Fruit Tree Rootstocks

Fruit Rootstocks

As many gardeners will know, fruit trees are very seldom grown from cuttings or from seeds or pips. The reason for this neglect of the apparently obvious and cheapest way of growing trees is really quite straightforward.

Almost all tree fruits are of a specific variety; each is quite distinct from all others. This is the way we buy the trees and also the fruit. Unfortunately, seeds and pips from most tree fruit like apples, pears, plums and berries, will not come true to type. That is to say, trees raised from seeds will be unlike ether parent; so will the fruit. Clearly, this is useless state of affairs and it means that all named varieties have to be propagated vegetatively if you want to produce identical offspring.

The easiest way of doing this is from cuttings but, and here’s the snag, most fruit trees are very difficult to root as cuttings. Nursery owners are, therefore, clearly not going to waste time, labour and space and tend to use another method.

The methods that are virtually 100 per cent successful are budding and grafting. Both involve planting a ready-made set of roots, called the rootstock, and then binding a piece of the required tree onto it.

'T' budding

With budding, a single bud of the wanted variety is inserted under the bark of the rootstock in July and, within a year a small tree has grown from the introduced bud.

Grafting uses the same principle, but is carried out in spring with a short length of shoot instead of a single bud. The rootstock is cut to a few inches high and the length of shoot is joined to it in a special way. Once again, a bud grows out to form a new tree.

Whip and Tongue Grafting

There is, though, a reason other than ease of propagation for using a rootstock.
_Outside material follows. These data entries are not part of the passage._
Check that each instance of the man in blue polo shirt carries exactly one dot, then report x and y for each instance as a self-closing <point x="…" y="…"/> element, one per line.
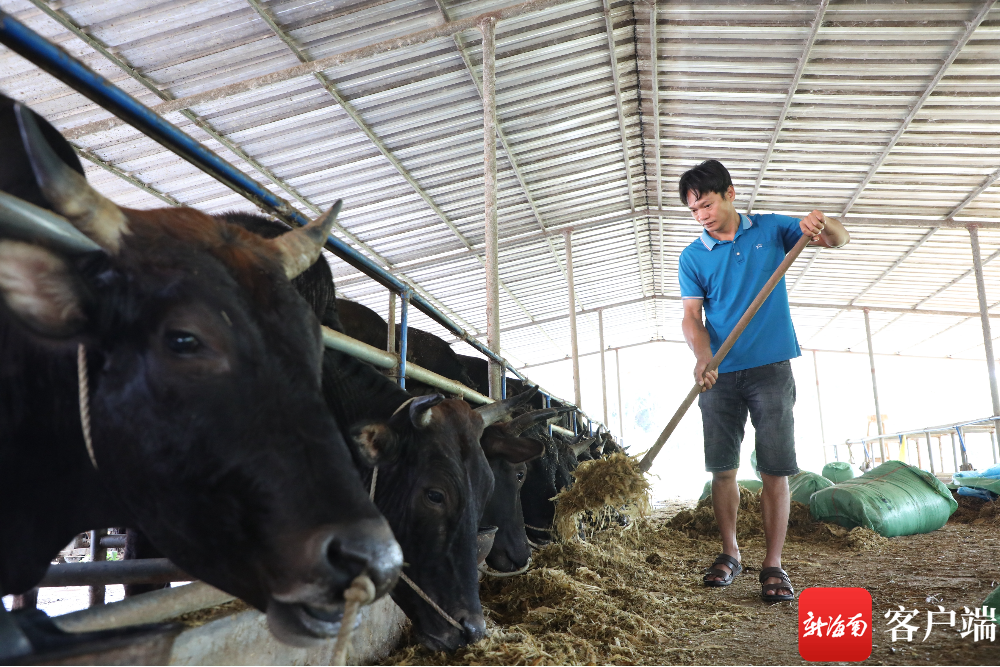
<point x="722" y="271"/>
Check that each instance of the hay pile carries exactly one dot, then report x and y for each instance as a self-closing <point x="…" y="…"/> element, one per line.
<point x="975" y="510"/>
<point x="628" y="595"/>
<point x="749" y="523"/>
<point x="608" y="486"/>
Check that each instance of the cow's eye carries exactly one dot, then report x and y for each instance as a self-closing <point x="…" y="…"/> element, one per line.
<point x="182" y="342"/>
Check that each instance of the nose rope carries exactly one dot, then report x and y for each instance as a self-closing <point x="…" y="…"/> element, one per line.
<point x="410" y="582"/>
<point x="84" y="390"/>
<point x="490" y="572"/>
<point x="359" y="593"/>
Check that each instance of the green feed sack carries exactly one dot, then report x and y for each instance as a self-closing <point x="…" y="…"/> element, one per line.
<point x="892" y="499"/>
<point x="803" y="485"/>
<point x="838" y="471"/>
<point x="750" y="484"/>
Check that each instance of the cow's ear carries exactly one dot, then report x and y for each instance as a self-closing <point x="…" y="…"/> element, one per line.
<point x="41" y="290"/>
<point x="512" y="450"/>
<point x="376" y="443"/>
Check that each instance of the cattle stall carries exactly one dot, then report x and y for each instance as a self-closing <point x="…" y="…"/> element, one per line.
<point x="508" y="173"/>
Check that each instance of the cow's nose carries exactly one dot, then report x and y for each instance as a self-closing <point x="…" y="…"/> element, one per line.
<point x="473" y="627"/>
<point x="365" y="547"/>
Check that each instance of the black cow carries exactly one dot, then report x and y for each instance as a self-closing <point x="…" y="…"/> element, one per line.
<point x="209" y="427"/>
<point x="433" y="479"/>
<point x="511" y="549"/>
<point x="422" y="348"/>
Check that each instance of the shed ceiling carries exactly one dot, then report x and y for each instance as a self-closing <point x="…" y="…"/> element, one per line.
<point x="886" y="113"/>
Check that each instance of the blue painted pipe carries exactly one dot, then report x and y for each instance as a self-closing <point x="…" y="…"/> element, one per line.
<point x="404" y="329"/>
<point x="35" y="48"/>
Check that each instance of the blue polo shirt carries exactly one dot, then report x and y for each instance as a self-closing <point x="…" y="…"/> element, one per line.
<point x="727" y="275"/>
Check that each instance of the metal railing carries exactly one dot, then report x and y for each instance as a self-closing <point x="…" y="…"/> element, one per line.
<point x="957" y="431"/>
<point x="97" y="574"/>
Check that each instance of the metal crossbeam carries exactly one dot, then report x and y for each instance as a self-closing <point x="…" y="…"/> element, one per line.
<point x="970" y="28"/>
<point x="792" y="87"/>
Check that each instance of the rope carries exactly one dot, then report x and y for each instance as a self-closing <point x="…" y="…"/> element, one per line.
<point x="360" y="592"/>
<point x="444" y="614"/>
<point x="84" y="388"/>
<point x="490" y="572"/>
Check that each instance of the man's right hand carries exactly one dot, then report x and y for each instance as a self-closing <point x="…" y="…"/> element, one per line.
<point x="705" y="379"/>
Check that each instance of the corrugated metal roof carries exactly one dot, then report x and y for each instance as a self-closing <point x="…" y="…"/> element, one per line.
<point x="877" y="110"/>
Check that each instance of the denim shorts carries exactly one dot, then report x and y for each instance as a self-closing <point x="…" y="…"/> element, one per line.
<point x="768" y="393"/>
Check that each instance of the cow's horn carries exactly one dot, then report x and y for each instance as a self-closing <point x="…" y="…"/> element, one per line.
<point x="25" y="221"/>
<point x="494" y="412"/>
<point x="527" y="420"/>
<point x="68" y="192"/>
<point x="301" y="247"/>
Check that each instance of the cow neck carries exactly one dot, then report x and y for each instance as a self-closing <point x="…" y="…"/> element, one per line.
<point x="409" y="582"/>
<point x="84" y="391"/>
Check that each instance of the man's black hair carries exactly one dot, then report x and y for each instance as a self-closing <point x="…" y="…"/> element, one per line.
<point x="709" y="176"/>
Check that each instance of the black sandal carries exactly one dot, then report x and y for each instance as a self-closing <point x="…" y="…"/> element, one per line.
<point x="769" y="592"/>
<point x="727" y="577"/>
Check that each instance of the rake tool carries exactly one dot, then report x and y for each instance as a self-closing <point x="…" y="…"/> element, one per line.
<point x="647" y="460"/>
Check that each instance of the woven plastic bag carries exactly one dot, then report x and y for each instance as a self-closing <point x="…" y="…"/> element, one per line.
<point x="804" y="484"/>
<point x="838" y="471"/>
<point x="892" y="499"/>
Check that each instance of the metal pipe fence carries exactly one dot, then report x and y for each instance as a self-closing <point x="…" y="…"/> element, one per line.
<point x="957" y="432"/>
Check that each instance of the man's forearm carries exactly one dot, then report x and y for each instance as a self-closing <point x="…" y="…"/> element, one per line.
<point x="697" y="337"/>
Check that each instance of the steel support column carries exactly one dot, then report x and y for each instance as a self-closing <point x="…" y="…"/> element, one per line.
<point x="954" y="452"/>
<point x="819" y="403"/>
<point x="572" y="318"/>
<point x="404" y="325"/>
<point x="390" y="333"/>
<point x="97" y="554"/>
<point x="488" y="28"/>
<point x="977" y="265"/>
<point x="871" y="360"/>
<point x="621" y="408"/>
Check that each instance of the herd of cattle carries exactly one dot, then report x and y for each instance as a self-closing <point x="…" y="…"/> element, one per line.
<point x="220" y="430"/>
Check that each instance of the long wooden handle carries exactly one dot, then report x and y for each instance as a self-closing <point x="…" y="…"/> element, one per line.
<point x="765" y="291"/>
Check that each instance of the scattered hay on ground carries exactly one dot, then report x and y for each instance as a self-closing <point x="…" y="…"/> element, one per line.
<point x="620" y="598"/>
<point x="193" y="619"/>
<point x="611" y="482"/>
<point x="975" y="510"/>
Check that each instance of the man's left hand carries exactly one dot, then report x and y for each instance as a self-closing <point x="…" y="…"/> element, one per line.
<point x="813" y="225"/>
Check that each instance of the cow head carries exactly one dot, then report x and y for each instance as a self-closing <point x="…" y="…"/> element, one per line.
<point x="433" y="484"/>
<point x="547" y="476"/>
<point x="206" y="411"/>
<point x="509" y="454"/>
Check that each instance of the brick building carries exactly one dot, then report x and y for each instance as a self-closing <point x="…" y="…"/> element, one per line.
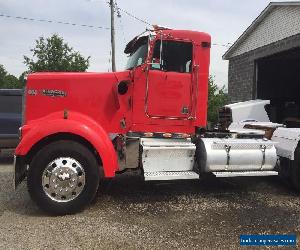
<point x="264" y="62"/>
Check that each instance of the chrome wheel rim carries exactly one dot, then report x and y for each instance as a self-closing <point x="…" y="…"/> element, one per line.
<point x="63" y="179"/>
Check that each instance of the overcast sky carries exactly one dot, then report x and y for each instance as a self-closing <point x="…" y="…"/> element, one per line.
<point x="224" y="20"/>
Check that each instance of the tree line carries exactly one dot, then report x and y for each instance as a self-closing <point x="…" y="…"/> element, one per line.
<point x="49" y="55"/>
<point x="53" y="54"/>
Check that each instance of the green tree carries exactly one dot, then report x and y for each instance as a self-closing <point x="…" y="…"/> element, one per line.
<point x="53" y="54"/>
<point x="8" y="81"/>
<point x="217" y="97"/>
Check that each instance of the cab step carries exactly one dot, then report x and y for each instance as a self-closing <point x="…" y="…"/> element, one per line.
<point x="245" y="173"/>
<point x="167" y="175"/>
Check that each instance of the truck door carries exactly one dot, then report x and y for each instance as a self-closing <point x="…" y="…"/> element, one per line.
<point x="168" y="93"/>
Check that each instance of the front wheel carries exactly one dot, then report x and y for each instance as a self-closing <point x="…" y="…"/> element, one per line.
<point x="63" y="177"/>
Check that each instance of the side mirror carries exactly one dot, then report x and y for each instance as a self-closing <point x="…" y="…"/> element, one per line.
<point x="122" y="87"/>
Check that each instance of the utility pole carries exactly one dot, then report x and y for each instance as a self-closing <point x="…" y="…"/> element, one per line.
<point x="112" y="32"/>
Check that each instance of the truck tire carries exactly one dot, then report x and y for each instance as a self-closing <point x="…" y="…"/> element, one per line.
<point x="295" y="170"/>
<point x="63" y="177"/>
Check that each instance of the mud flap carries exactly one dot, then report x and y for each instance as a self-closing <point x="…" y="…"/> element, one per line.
<point x="20" y="168"/>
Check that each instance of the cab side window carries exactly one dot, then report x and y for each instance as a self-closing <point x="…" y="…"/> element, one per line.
<point x="175" y="56"/>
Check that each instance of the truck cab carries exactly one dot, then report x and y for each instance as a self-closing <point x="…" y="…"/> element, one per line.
<point x="80" y="128"/>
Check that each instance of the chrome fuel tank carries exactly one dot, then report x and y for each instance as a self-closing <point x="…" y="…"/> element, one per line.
<point x="217" y="154"/>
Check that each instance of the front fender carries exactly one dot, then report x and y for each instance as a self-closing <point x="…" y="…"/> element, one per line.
<point x="73" y="123"/>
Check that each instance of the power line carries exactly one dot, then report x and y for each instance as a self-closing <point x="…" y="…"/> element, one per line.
<point x="133" y="16"/>
<point x="53" y="21"/>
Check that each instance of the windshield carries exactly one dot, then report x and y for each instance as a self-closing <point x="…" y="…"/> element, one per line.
<point x="137" y="57"/>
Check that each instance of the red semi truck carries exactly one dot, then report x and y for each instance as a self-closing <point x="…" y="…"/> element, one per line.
<point x="79" y="128"/>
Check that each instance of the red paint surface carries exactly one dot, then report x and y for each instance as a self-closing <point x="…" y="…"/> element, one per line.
<point x="95" y="109"/>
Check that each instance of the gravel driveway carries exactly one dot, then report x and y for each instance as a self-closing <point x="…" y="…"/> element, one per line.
<point x="131" y="214"/>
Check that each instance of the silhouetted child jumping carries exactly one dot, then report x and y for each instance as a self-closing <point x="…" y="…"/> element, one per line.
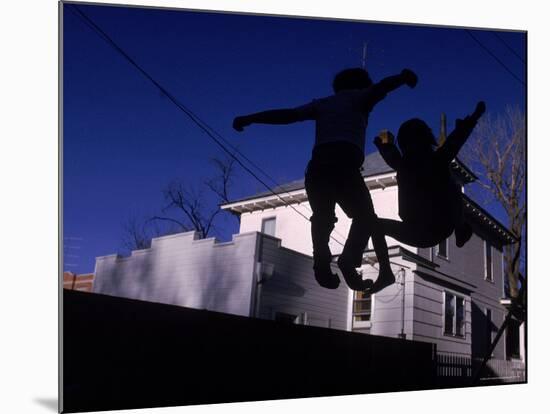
<point x="430" y="200"/>
<point x="334" y="173"/>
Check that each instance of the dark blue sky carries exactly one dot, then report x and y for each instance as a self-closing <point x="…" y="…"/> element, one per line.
<point x="123" y="141"/>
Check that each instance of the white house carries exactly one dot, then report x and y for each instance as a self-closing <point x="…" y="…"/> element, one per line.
<point x="444" y="295"/>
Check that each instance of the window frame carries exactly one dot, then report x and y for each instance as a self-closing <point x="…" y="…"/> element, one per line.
<point x="360" y="323"/>
<point x="439" y="254"/>
<point x="488" y="247"/>
<point x="266" y="219"/>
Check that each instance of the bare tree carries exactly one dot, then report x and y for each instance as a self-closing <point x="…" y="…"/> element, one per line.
<point x="496" y="153"/>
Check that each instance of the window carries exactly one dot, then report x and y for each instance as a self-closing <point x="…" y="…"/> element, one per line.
<point x="489" y="328"/>
<point x="488" y="261"/>
<point x="362" y="305"/>
<point x="459" y="319"/>
<point x="442" y="249"/>
<point x="453" y="315"/>
<point x="512" y="339"/>
<point x="268" y="226"/>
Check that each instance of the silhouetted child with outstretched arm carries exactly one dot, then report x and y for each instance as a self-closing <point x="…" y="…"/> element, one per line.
<point x="334" y="173"/>
<point x="430" y="201"/>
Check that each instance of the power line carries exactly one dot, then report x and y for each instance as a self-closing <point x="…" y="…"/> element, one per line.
<point x="201" y="124"/>
<point x="508" y="46"/>
<point x="494" y="56"/>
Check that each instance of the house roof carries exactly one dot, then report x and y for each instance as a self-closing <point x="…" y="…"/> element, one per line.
<point x="374" y="165"/>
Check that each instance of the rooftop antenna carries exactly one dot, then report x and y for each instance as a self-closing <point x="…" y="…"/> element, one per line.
<point x="443" y="129"/>
<point x="364" y="58"/>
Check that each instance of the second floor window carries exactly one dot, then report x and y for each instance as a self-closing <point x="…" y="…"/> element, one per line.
<point x="362" y="307"/>
<point x="488" y="261"/>
<point x="442" y="249"/>
<point x="268" y="226"/>
<point x="454" y="315"/>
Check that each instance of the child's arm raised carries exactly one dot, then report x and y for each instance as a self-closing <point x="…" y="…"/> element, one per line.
<point x="275" y="117"/>
<point x="387" y="149"/>
<point x="457" y="138"/>
<point x="379" y="90"/>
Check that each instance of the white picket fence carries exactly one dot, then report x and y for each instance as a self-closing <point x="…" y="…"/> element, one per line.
<point x="457" y="369"/>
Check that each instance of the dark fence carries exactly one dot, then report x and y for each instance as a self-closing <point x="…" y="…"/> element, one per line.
<point x="120" y="353"/>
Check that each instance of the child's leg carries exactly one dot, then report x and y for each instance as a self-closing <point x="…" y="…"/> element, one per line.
<point x="322" y="223"/>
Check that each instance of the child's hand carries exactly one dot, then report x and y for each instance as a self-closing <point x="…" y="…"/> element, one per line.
<point x="240" y="122"/>
<point x="480" y="110"/>
<point x="410" y="77"/>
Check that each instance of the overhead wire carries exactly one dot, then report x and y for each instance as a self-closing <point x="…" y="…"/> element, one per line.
<point x="510" y="48"/>
<point x="201" y="124"/>
<point x="215" y="136"/>
<point x="486" y="49"/>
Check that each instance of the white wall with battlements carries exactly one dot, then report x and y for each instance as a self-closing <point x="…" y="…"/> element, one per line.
<point x="182" y="270"/>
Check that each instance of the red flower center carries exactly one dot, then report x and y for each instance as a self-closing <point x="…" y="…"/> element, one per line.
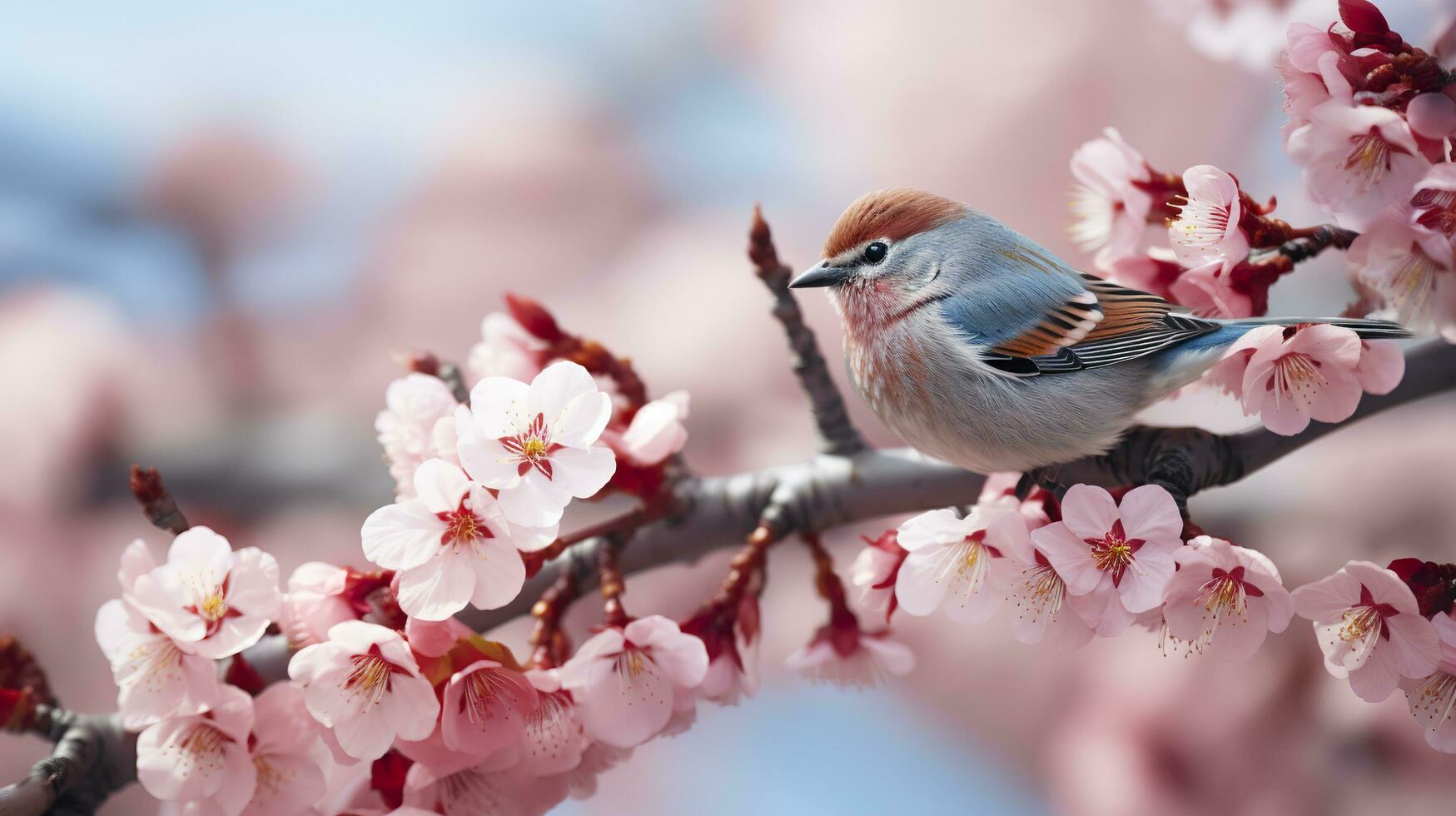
<point x="532" y="448"/>
<point x="1114" y="551"/>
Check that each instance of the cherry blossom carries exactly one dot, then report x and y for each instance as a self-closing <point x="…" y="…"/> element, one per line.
<point x="414" y="406"/>
<point x="845" y="656"/>
<point x="1207" y="226"/>
<point x="1108" y="204"/>
<point x="555" y="736"/>
<point x="1433" y="207"/>
<point x="1043" y="606"/>
<point x="655" y="430"/>
<point x="999" y="490"/>
<point x="1433" y="699"/>
<point x="494" y="786"/>
<point x="624" y="678"/>
<point x="1154" y="271"/>
<point x="452" y="545"/>
<point x="1210" y="291"/>
<point x="1411" y="270"/>
<point x="201" y="755"/>
<point x="284" y="745"/>
<point x="1380" y="367"/>
<point x="1123" y="553"/>
<point x="957" y="565"/>
<point x="485" y="707"/>
<point x="1299" y="373"/>
<point x="1359" y="159"/>
<point x="155" y="678"/>
<point x="1225" y="600"/>
<point x="874" y="573"/>
<point x="505" y="350"/>
<point x="365" y="685"/>
<point x="208" y="600"/>
<point x="536" y="443"/>
<point x="1370" y="629"/>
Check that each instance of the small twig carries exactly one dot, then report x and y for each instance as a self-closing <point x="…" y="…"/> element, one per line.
<point x="549" y="643"/>
<point x="614" y="525"/>
<point x="836" y="433"/>
<point x="92" y="758"/>
<point x="612" y="582"/>
<point x="157" y="505"/>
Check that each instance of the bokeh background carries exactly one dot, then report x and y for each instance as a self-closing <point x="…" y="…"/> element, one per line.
<point x="220" y="225"/>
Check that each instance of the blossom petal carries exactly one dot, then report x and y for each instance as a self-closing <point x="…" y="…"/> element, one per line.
<point x="402" y="535"/>
<point x="499" y="575"/>
<point x="439" y="588"/>
<point x="1088" y="512"/>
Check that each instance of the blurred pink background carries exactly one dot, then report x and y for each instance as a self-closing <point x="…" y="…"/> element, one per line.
<point x="219" y="229"/>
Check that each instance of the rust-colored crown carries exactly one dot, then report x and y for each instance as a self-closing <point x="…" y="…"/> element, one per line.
<point x="894" y="213"/>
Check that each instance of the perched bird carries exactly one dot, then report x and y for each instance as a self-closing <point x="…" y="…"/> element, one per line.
<point x="980" y="347"/>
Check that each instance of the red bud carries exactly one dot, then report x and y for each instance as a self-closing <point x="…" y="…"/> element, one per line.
<point x="534" y="318"/>
<point x="1363" y="17"/>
Originally, rootstocks were seedlings because they could be raised cheaply and it didn’t matter if their characteristics varied because they were only wanted for their roots.

However; it was then realised that the rootstocks imparted certain features to the trees that were then grown on them. For instance, a vigorous and strongly growing rootstock gave rise to a similarly behaved tree, while a weak rootstock gave a small tree. This was, and still is, the most important feature of this method of propagation. It enables one to raise any number of identical fruit trees of a known and predetermined character.

The very fact that apples form by far the largest slice of the commercial fruit acreage means that more research has gone into growing them than other fruits. This has led to a wide range of different rootstocks for apples.

Obviously, we as gardeners are going to benefit from all the development work as well, but, luckily, our standard of growing doesn’t have to be as high as that of commercial growers. For that reason, the number of different rootstocks used by nurserymen when raising trees for amateurs is mercifully small.


Apple Rootstocks

Rootstocks are always described with reference to the vigour. There are three in common use for sale in garden centres.

M9 is normally the most dwarfing one and is useful where a small tree is wanted. These, though, need the support of a stake throughout their life as the root system is small and far from robust. Trees on M9 need good soil if they are to give of their best. It is used for intensive tree forms like cordons, dwarf pyramids and, sometimes, bush trees.

M26 has slightly more vigour and is suitable for small trees on poor soils. Trees should be staked after planting and may need to be always. M26 does not suit all varieties and soils so advice from the nurseryman should be sought. Suitable tree forms are the same as above, with the addition of espaliers.

The most widely used apple rootstock is without a doubt MM106. It is described as semi-dwarfing and is suitable for all garden tree forms and sizes. The only time that it would be inappropriate is for small trees on good soil, when M26 or M9 would be better.

Another rootstock, M27, has appeared on the scene recently. This is very dwarfing and is not normally suitable for gardens unless you are an experienced gardener and know your soil.


Pear Rootstocks

Pear trees are not grown on pear rootstocks but on quince. The choice is limited to Quince A and Quince C. Quince C, however, has had a chequered history and is seldom used now.

Quince A is by far the more common and is certainly the one used by most nurserymen. It produces quite a large tree, but one that is perfectly satisfactory for most gardens and uses.


Plum Rootstocks

Here again, the choice is really between two: the much more common and rather vigorous St Julien A and the newer and smaller Pixy.

Pixy is seldom used now; it had a short and inglorious life because the tree size is not significantly smaller than those on St Julien A, whereas the fruits are. Some nurseries still use it for raising a fewVictoria plum trees, but it has little to commend it and nurserymen are unwilling to take up space with another unnecessary rootstock.

St Julien A (but not Pixy) is also used for peaches, nectarines and apricots.


Other Rootstocks

With the arrival of the new and semi-vigorous Colt rootstock, cherries came within the grasp of more home gardeners. However, they are not sufficiently dwarfing to allow cherries to be grown in small gardens.

The main dwarfing rootstocks for this are Gisela 5 and 6. Both are derived from Prunus cerasus x P canescens. These two rootstocks are not only dwarfing, but they are also far less susceptible to the two main cherry viruses. They do, though, get phytophthora root rot on wet land.